Hessens Kultusminister rechtfertigt Disziplinarmaßnahmen gegen Lehrer
Alexander Lorz (CDU) hat in seinem Amt als Kultusminister die Disziplinarmaßnahmen der staatlichen Schulämter gegen streikende Lehrer gerechtfertigt. Im Wiesbadener Landtag ließ er am Donnerstag verlauten, dass Arbeitsniederlegungen mit dem Berufsbeamtentum nicht vereinbar seien.
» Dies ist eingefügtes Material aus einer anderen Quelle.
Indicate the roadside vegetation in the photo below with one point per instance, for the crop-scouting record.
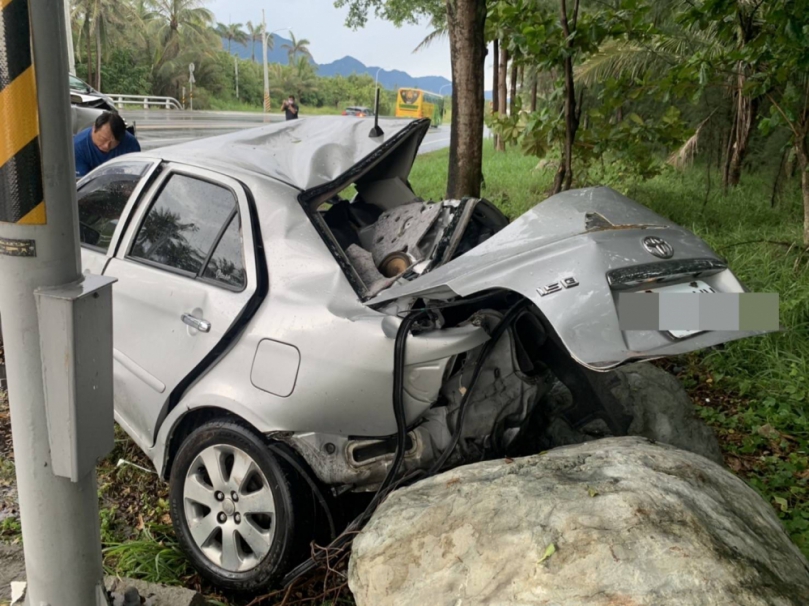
(144, 48)
(754, 393)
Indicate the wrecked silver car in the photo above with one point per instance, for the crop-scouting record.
(292, 321)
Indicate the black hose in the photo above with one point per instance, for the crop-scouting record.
(401, 447)
(277, 449)
(498, 332)
(390, 483)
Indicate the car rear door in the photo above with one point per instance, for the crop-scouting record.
(186, 269)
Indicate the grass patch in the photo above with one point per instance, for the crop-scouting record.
(754, 392)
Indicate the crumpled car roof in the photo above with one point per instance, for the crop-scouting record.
(303, 153)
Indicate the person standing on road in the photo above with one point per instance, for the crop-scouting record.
(106, 139)
(290, 108)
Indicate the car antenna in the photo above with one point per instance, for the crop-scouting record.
(376, 131)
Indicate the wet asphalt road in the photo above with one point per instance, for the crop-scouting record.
(158, 128)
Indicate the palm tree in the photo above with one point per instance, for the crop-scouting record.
(232, 32)
(175, 16)
(297, 47)
(98, 18)
(179, 32)
(439, 33)
(254, 35)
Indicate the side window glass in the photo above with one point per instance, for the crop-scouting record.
(102, 200)
(227, 264)
(184, 224)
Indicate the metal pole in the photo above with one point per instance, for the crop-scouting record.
(39, 248)
(264, 53)
(71, 56)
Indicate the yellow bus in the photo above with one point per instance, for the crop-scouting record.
(415, 103)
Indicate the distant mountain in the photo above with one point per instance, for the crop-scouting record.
(346, 66)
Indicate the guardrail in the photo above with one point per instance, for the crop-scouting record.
(146, 101)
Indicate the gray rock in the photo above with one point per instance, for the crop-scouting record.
(659, 405)
(631, 524)
(12, 568)
(152, 594)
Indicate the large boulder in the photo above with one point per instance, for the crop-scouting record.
(654, 399)
(614, 522)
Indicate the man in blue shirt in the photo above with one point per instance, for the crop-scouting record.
(105, 140)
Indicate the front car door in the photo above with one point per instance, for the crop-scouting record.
(186, 268)
(102, 199)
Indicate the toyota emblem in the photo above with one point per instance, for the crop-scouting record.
(658, 247)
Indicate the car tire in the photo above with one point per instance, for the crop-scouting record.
(233, 507)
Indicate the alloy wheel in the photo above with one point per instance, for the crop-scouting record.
(229, 507)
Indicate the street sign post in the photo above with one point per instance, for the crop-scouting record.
(59, 375)
(264, 53)
(191, 81)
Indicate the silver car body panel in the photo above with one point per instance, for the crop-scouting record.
(342, 386)
(304, 154)
(558, 239)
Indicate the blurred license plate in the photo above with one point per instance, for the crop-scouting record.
(695, 287)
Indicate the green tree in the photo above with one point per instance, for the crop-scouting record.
(232, 32)
(254, 35)
(179, 33)
(297, 47)
(780, 53)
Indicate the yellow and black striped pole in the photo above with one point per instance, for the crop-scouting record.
(21, 196)
(40, 256)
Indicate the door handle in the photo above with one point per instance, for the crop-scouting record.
(199, 324)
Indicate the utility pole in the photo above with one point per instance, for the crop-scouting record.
(71, 56)
(264, 53)
(58, 372)
(191, 81)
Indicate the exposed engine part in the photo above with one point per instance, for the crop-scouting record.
(396, 263)
(401, 229)
(508, 389)
(504, 397)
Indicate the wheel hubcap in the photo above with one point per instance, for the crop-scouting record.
(235, 532)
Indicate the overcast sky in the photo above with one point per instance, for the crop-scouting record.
(378, 44)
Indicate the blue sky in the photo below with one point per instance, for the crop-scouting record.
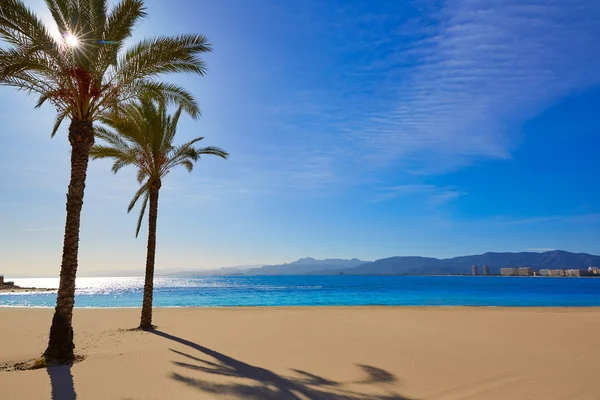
(356, 129)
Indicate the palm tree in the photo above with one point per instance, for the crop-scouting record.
(141, 134)
(84, 73)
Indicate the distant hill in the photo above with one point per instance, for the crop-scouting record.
(462, 265)
(306, 266)
(241, 270)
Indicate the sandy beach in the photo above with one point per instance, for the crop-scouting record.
(312, 353)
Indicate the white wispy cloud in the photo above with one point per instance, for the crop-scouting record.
(435, 196)
(475, 70)
(433, 93)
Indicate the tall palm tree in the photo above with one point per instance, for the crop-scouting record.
(83, 73)
(141, 134)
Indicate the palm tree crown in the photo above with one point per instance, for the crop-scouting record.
(141, 134)
(82, 73)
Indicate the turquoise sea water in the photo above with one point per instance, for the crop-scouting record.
(318, 291)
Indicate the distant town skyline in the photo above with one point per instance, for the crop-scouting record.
(360, 129)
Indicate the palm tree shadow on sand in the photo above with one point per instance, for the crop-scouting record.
(268, 385)
(61, 381)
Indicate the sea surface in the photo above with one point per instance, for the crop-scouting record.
(318, 291)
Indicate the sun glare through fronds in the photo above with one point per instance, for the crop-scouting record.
(71, 40)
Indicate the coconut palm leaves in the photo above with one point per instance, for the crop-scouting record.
(85, 72)
(81, 72)
(141, 134)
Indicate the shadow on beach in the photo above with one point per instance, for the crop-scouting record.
(61, 381)
(268, 385)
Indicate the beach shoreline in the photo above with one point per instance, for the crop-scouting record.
(370, 352)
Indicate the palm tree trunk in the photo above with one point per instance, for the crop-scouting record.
(60, 344)
(146, 320)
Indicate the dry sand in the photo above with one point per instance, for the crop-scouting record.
(312, 353)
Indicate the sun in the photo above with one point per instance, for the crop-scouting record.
(72, 40)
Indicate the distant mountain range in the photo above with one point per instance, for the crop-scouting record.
(306, 266)
(462, 265)
(405, 265)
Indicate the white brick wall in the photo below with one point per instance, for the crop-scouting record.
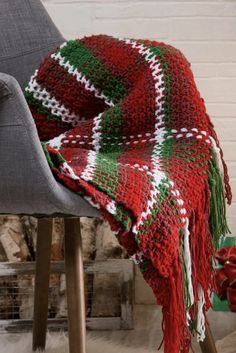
(204, 30)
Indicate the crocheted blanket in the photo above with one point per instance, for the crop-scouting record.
(123, 125)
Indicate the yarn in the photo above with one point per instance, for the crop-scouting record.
(122, 124)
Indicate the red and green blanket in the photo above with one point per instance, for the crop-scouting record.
(123, 125)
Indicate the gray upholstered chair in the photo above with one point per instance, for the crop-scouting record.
(27, 186)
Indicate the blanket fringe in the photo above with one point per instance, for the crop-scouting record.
(217, 219)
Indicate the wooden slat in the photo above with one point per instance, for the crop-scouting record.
(108, 266)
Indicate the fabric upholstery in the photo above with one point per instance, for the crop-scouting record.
(27, 185)
(27, 34)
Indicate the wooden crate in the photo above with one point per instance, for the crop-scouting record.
(114, 267)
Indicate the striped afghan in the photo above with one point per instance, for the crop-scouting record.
(123, 125)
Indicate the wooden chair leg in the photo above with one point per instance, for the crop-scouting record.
(75, 286)
(42, 273)
(208, 345)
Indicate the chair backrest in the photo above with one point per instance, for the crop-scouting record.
(27, 34)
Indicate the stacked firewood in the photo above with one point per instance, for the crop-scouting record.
(18, 244)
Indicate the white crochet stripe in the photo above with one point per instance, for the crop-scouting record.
(187, 260)
(96, 137)
(81, 78)
(56, 142)
(158, 78)
(89, 170)
(200, 316)
(216, 150)
(51, 103)
(67, 170)
(111, 207)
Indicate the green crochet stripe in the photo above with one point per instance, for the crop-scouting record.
(43, 110)
(163, 192)
(187, 298)
(54, 160)
(217, 220)
(94, 70)
(167, 146)
(111, 126)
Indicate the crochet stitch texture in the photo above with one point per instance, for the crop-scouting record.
(122, 124)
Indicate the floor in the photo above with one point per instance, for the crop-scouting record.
(147, 332)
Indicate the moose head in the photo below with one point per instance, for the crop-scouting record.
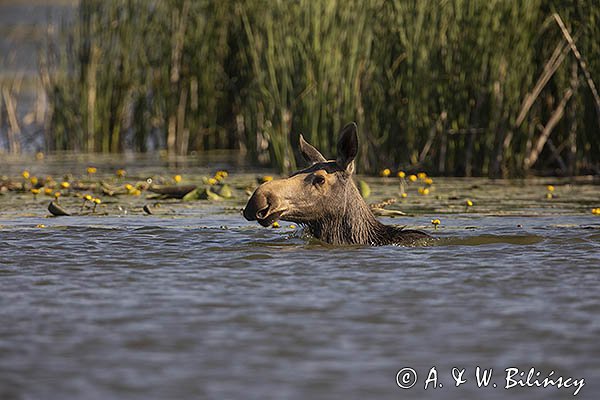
(325, 200)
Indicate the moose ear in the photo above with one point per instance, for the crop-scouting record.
(309, 153)
(348, 147)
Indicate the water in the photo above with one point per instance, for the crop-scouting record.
(199, 303)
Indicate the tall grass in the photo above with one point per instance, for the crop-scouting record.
(432, 84)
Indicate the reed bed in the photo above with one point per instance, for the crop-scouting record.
(454, 87)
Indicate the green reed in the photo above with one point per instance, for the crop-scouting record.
(434, 85)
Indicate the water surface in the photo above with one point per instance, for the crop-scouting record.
(199, 303)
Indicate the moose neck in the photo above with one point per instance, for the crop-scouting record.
(355, 224)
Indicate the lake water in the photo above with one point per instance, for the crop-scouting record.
(196, 302)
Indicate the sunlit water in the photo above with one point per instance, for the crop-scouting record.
(186, 308)
(203, 304)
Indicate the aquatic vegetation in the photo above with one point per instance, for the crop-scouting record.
(454, 87)
(385, 172)
(96, 203)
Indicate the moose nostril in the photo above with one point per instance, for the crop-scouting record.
(262, 213)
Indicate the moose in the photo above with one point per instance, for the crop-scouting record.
(324, 199)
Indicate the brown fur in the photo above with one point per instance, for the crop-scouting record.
(324, 198)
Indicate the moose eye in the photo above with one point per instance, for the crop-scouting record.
(318, 180)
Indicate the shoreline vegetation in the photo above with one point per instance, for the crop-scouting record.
(496, 88)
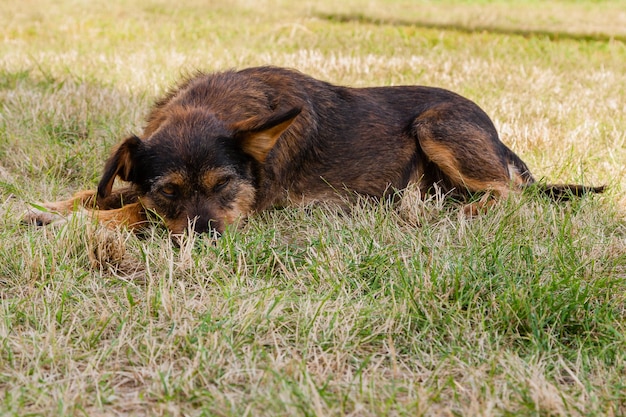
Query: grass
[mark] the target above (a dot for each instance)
(406, 310)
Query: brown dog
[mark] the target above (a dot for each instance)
(222, 146)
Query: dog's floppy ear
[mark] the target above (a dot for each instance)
(120, 164)
(257, 137)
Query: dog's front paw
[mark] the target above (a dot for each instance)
(42, 216)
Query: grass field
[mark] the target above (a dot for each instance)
(402, 311)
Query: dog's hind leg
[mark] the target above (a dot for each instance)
(462, 142)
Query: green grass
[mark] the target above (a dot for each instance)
(405, 310)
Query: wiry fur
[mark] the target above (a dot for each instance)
(222, 146)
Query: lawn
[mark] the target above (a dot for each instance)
(401, 310)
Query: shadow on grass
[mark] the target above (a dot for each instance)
(527, 33)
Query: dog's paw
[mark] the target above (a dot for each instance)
(42, 216)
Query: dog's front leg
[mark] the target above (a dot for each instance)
(111, 212)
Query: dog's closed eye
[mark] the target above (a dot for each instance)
(221, 184)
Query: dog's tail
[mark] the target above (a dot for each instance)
(564, 192)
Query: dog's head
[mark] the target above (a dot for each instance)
(196, 168)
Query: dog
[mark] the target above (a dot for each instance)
(222, 146)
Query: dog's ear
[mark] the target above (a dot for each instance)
(120, 164)
(257, 137)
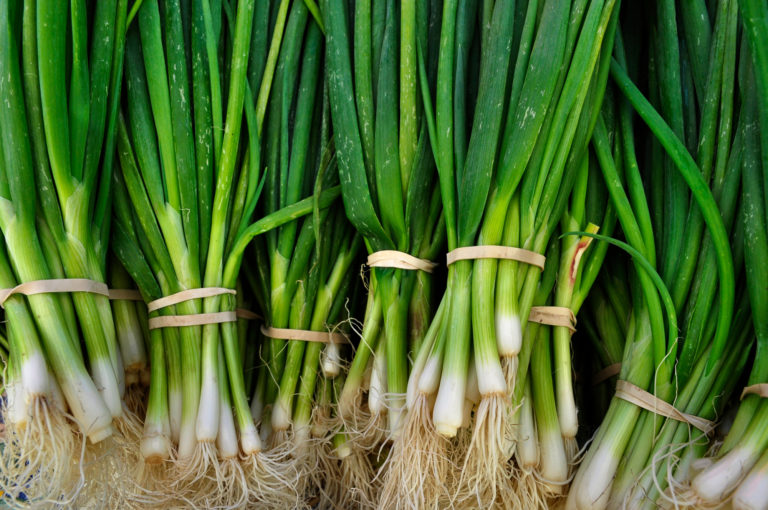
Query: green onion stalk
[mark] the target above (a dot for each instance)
(385, 169)
(194, 184)
(57, 145)
(310, 259)
(553, 409)
(554, 89)
(738, 470)
(72, 141)
(40, 442)
(132, 334)
(603, 321)
(696, 374)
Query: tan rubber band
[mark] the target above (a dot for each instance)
(641, 398)
(242, 313)
(55, 285)
(606, 373)
(400, 260)
(553, 316)
(761, 390)
(325, 337)
(125, 295)
(186, 295)
(496, 252)
(198, 319)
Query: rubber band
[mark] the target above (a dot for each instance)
(496, 252)
(553, 316)
(761, 390)
(325, 337)
(242, 313)
(606, 373)
(400, 260)
(627, 391)
(125, 295)
(58, 285)
(198, 319)
(186, 295)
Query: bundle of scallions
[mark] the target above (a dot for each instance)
(190, 160)
(187, 188)
(641, 455)
(60, 93)
(387, 174)
(737, 470)
(304, 267)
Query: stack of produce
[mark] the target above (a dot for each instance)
(563, 208)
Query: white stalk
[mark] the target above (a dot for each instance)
(56, 396)
(597, 479)
(103, 375)
(715, 483)
(331, 360)
(250, 442)
(226, 442)
(472, 391)
(752, 493)
(527, 439)
(155, 444)
(257, 408)
(447, 415)
(35, 377)
(554, 464)
(468, 406)
(377, 391)
(490, 378)
(207, 427)
(87, 406)
(17, 406)
(265, 432)
(281, 415)
(429, 380)
(175, 400)
(509, 334)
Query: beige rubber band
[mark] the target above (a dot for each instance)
(125, 295)
(761, 390)
(496, 252)
(627, 391)
(198, 319)
(606, 373)
(325, 337)
(242, 313)
(400, 260)
(55, 285)
(553, 316)
(186, 295)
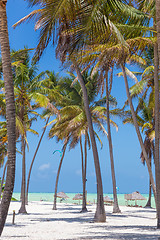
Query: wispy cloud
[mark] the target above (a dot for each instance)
(44, 167)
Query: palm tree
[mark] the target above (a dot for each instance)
(47, 87)
(10, 114)
(73, 119)
(145, 119)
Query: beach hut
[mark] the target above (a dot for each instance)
(108, 200)
(78, 196)
(134, 197)
(62, 195)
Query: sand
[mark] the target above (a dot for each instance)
(67, 222)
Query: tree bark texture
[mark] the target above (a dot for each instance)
(84, 208)
(10, 114)
(2, 181)
(57, 178)
(100, 215)
(138, 131)
(23, 186)
(157, 131)
(30, 169)
(115, 206)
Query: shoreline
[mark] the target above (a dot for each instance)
(67, 222)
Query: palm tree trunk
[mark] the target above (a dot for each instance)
(84, 209)
(100, 215)
(158, 26)
(2, 181)
(157, 130)
(57, 178)
(23, 186)
(10, 115)
(30, 169)
(115, 206)
(138, 132)
(148, 205)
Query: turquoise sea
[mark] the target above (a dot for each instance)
(90, 197)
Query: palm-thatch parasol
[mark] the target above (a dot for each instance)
(108, 200)
(62, 195)
(78, 196)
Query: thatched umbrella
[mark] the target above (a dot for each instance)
(108, 200)
(137, 196)
(78, 196)
(62, 195)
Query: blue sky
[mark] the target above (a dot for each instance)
(131, 175)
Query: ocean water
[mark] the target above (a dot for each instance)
(91, 197)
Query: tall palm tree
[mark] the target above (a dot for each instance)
(10, 114)
(73, 118)
(145, 119)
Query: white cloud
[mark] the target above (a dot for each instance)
(44, 167)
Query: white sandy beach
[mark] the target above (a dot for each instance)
(43, 223)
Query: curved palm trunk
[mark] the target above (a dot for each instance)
(100, 215)
(23, 186)
(30, 169)
(10, 115)
(57, 178)
(157, 130)
(2, 181)
(84, 208)
(137, 131)
(148, 205)
(115, 206)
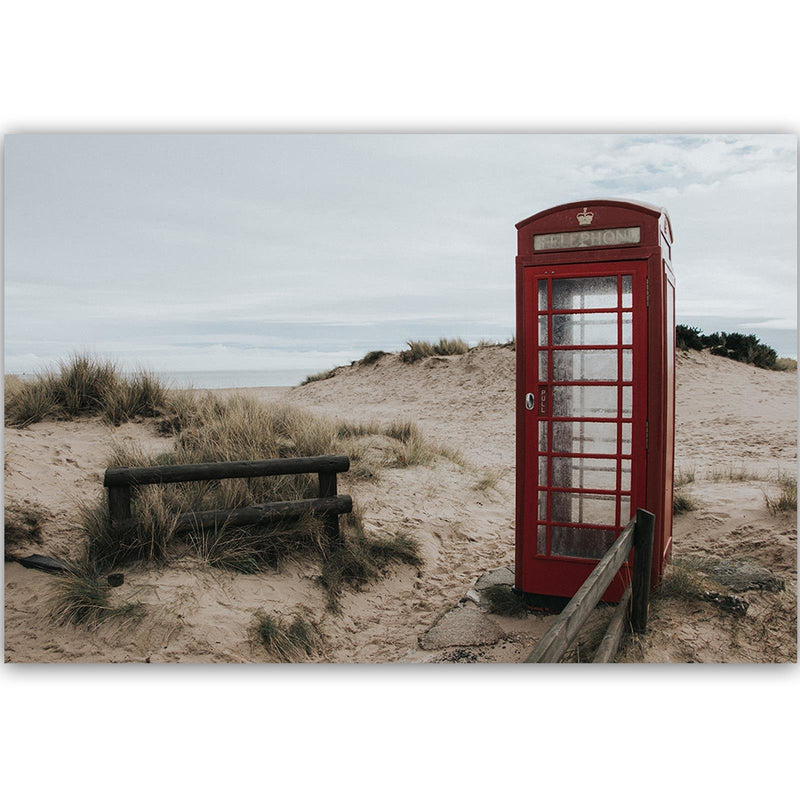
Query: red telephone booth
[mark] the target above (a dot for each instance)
(595, 389)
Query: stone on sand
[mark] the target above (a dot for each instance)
(461, 627)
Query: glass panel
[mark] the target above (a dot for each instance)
(586, 437)
(626, 438)
(542, 505)
(543, 376)
(542, 470)
(584, 365)
(543, 435)
(586, 473)
(580, 542)
(627, 401)
(627, 365)
(584, 329)
(584, 401)
(627, 291)
(541, 539)
(594, 509)
(625, 475)
(542, 295)
(627, 328)
(585, 292)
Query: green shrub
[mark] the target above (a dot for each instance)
(450, 347)
(687, 338)
(319, 376)
(372, 357)
(416, 351)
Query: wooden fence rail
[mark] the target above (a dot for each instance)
(638, 533)
(120, 480)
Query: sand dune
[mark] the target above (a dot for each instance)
(736, 432)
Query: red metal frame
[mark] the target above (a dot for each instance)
(651, 386)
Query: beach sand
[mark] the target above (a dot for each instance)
(736, 433)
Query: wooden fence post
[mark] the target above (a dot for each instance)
(119, 503)
(328, 488)
(642, 566)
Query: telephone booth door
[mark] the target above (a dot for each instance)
(586, 350)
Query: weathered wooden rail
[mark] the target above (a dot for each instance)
(638, 533)
(120, 481)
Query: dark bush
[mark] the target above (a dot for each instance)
(687, 338)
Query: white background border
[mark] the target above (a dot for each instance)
(377, 731)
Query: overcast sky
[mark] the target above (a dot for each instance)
(214, 252)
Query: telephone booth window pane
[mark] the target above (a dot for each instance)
(597, 509)
(541, 540)
(585, 473)
(543, 436)
(598, 292)
(627, 291)
(625, 475)
(627, 327)
(584, 365)
(542, 295)
(586, 437)
(627, 401)
(542, 470)
(580, 542)
(627, 365)
(584, 401)
(584, 329)
(543, 331)
(626, 438)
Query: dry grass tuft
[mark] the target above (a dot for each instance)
(684, 475)
(487, 481)
(682, 501)
(80, 596)
(444, 347)
(416, 350)
(503, 600)
(733, 473)
(787, 499)
(683, 578)
(84, 386)
(23, 524)
(358, 559)
(287, 641)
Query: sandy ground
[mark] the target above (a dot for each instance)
(736, 433)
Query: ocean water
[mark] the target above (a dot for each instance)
(233, 379)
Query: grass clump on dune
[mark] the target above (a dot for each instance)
(372, 357)
(504, 601)
(682, 501)
(287, 641)
(237, 428)
(444, 347)
(787, 499)
(359, 559)
(80, 596)
(318, 376)
(84, 386)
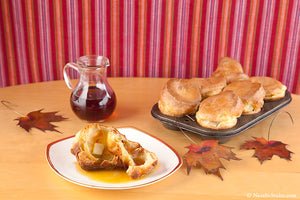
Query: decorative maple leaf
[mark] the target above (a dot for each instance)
(264, 150)
(207, 155)
(40, 120)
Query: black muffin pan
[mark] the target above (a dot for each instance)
(190, 124)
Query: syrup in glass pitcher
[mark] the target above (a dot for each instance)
(92, 99)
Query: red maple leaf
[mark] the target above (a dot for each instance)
(264, 150)
(40, 120)
(208, 155)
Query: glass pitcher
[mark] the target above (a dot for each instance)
(92, 99)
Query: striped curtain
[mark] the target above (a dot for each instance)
(150, 38)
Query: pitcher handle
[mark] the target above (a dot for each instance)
(66, 75)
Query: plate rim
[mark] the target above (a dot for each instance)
(178, 165)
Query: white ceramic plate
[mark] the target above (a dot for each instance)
(63, 162)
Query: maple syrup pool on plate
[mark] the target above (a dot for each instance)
(109, 176)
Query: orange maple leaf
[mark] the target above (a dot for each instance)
(40, 120)
(264, 150)
(208, 155)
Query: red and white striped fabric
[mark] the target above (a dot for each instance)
(150, 38)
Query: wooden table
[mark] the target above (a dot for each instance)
(25, 173)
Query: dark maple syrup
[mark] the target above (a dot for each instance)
(93, 105)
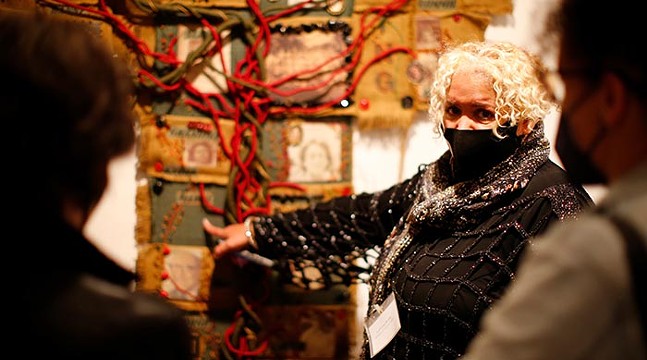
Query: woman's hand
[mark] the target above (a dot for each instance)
(233, 238)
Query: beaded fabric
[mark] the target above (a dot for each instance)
(450, 249)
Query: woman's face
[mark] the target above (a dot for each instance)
(470, 101)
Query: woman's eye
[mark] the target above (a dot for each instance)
(452, 111)
(485, 115)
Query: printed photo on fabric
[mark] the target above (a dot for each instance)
(184, 148)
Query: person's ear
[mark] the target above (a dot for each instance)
(614, 99)
(524, 127)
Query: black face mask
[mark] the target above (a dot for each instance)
(576, 162)
(474, 152)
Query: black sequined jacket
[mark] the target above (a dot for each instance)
(453, 267)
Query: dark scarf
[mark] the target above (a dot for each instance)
(460, 206)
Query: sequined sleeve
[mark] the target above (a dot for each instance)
(333, 242)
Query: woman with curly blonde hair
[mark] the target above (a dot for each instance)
(449, 238)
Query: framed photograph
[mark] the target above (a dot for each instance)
(309, 151)
(183, 273)
(186, 148)
(306, 64)
(180, 273)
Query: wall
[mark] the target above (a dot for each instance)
(380, 157)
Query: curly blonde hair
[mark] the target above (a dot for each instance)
(518, 80)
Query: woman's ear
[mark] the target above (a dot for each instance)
(524, 127)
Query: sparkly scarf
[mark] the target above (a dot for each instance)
(442, 206)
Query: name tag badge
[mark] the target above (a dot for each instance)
(382, 325)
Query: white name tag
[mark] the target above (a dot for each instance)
(382, 325)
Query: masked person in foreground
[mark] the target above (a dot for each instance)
(449, 238)
(577, 295)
Die Beteiligungen von beamteten Lehrern an Protestaktionen im vergangenen Sommer seien ein Dienstvergehen und müssen mit einem Disziplinarverfahren geahndet werden. Lorz betonte dabei, dass die Maßnahmen kein hessischer Alleingang seien. Die verfassungsrechtliche Ausgangslage entspreche den geltenden Bestimmungen in allen Bundesländern. Pädagogen drohte er mit einem Verweis. Lehrer, die eine gehobene Funktion bekleideten sowie Staatsdiener, die am Tag des Streiks für die Abiturprüfungen zuständig waren, müssten mit einer Geldbuße rechnen.

Hintergrund der Debatte im Wiesbadener Landtag waren Proteste gegen eine bevorstehende Nullrunde für Beamte sowie die angestrebte Wochenarbeitszeit von 42 Stunden. An den Protestaktionen haben sich ebenfalls Tausende Lehrer beteiligt. Die Linken schlossen sich nach Ankündigung der Disziplinarmaßnahmen der GEW-Kritik an und bezeichneten die Vorgehensweise im Landtag als Armutszeugnis.